Brussels has taken a further step towards forcing Apple to facilitate the compatibility of the operating systems used by iPhones and iPads with applications and devices manufactured by other companies and computer developers. The European Commission has launched two processes with which it intends to specify to the technology giant what measures it must apply so that iOS and iPadOS can be interoperable with the products of other companies. These proceedings, already being carried out ex officio by the Competition Department of the EU Executive, are governed by the Digital Markets Regulation (DMA) which imposes additional obligations on large technology companies to guarantee free competition.
With the first procedure, Brussels wants to make devices manufactured by other companies compatible with the iOS operating system. In other words, the Competition Authority wants iPhones to be able to communicate with digital watches or headphones. “The Commission intends to specify how Apple will provide effective interoperability with functionalities such as notifications, device pairing and connectivity,” it explains. the statement issued by the Commission. The second is to provide transparency so that application developers can submit interoperability requests with the two operating systems of Apple devices (iOS for iPhone and iPadOS for iPad), the same text points out, which goes on to say that it is important to have security and predictability so that third-party companies can innovate with guarantees.

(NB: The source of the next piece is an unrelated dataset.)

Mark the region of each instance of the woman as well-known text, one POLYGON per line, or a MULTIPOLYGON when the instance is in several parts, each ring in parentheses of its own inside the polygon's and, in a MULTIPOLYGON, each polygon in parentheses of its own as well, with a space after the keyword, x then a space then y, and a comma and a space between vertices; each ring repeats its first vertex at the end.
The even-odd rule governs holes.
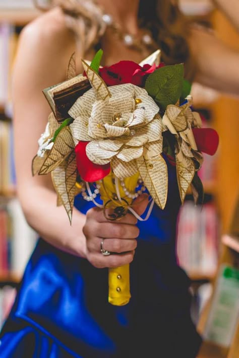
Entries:
MULTIPOLYGON (((235 0, 227 2, 226 8, 217 2, 238 26, 234 8, 229 6, 230 2, 238 6, 235 0)), ((109 222, 102 210, 90 208, 80 196, 70 227, 64 208, 55 206, 50 178, 31 175, 31 161, 49 113, 41 91, 65 80, 73 52, 78 60, 90 59, 99 42, 105 65, 121 59, 139 62, 149 54, 150 46, 141 43, 139 49, 122 40, 131 35, 133 45, 142 43, 145 33, 139 27, 138 13, 162 48, 162 60, 186 62, 188 77, 193 68, 195 79, 203 85, 238 94, 238 75, 233 68, 238 54, 211 33, 188 27, 175 2, 98 0, 103 13, 117 25, 116 33, 102 23, 98 7, 90 0, 84 3, 53 1, 59 6, 27 26, 21 36, 13 79, 18 194, 28 223, 42 239, 3 330, 0 356, 193 358, 201 338, 190 315, 190 282, 176 264, 180 199, 174 167, 168 164, 166 207, 155 208, 147 225, 137 227, 130 214, 109 222), (117 254, 102 255, 102 238, 104 249, 117 254), (126 306, 113 306, 106 299, 107 268, 128 263, 132 298, 126 306)), ((137 212, 145 206, 140 200, 137 212)))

A six-month period will now open. At the end of this period, the Commission will explain its conclusions to Apple and will state what measures it must take to comply with the law. In this procedure, the competitors of the affected company have the right to participate by submitting their own observations. Moreover, taking this step, clarifies the Department of Competition, does not exclude the possibility of fines.
In its reaction, the Californian technology giant says that, in its opinion, the company has already done everything necessary to adapt to the obligations imposed by the DMA. They point out that they have already created 250,000 interfaces “that allow developers to create apps” [aplicaciones] “access” operating systems. “To comply with the DMA, we have also created ways for EU apps to request additional interoperability with iOS and iPadOS, while protecting our users,” he adds.
As regards the iOS operating system, which is used by iPhones, Apple should have complied with all the obligations imposed by the DMA on 7 March, six months after being designated as a major market operator. It did not do so in light of the Commission’s subsequent move, which opened a case against the technology company. It was not the only one, investigations were also started into Alphabet, Amazon and Meta. In the case of iPadOS, the deadline for purchasing with the additional measures of the DMA ends on 30 October, since it was designated as a major market player in April.
Industry and EU sources point out that Apple is one of the technology companies that is showing the most reluctance to willingly accept the new additional obligations contained in the DMA for large companies in the sector. This regulation reverses the burden of proof to avoid what has been happening until now in Competition investigations into market abuse by the largest market players in the digital sector: from the time an investigation began until it was concluded (with a sanction, compensatory measures or a menu of both), the market had completely changed and the initial objective no longer had any real effect.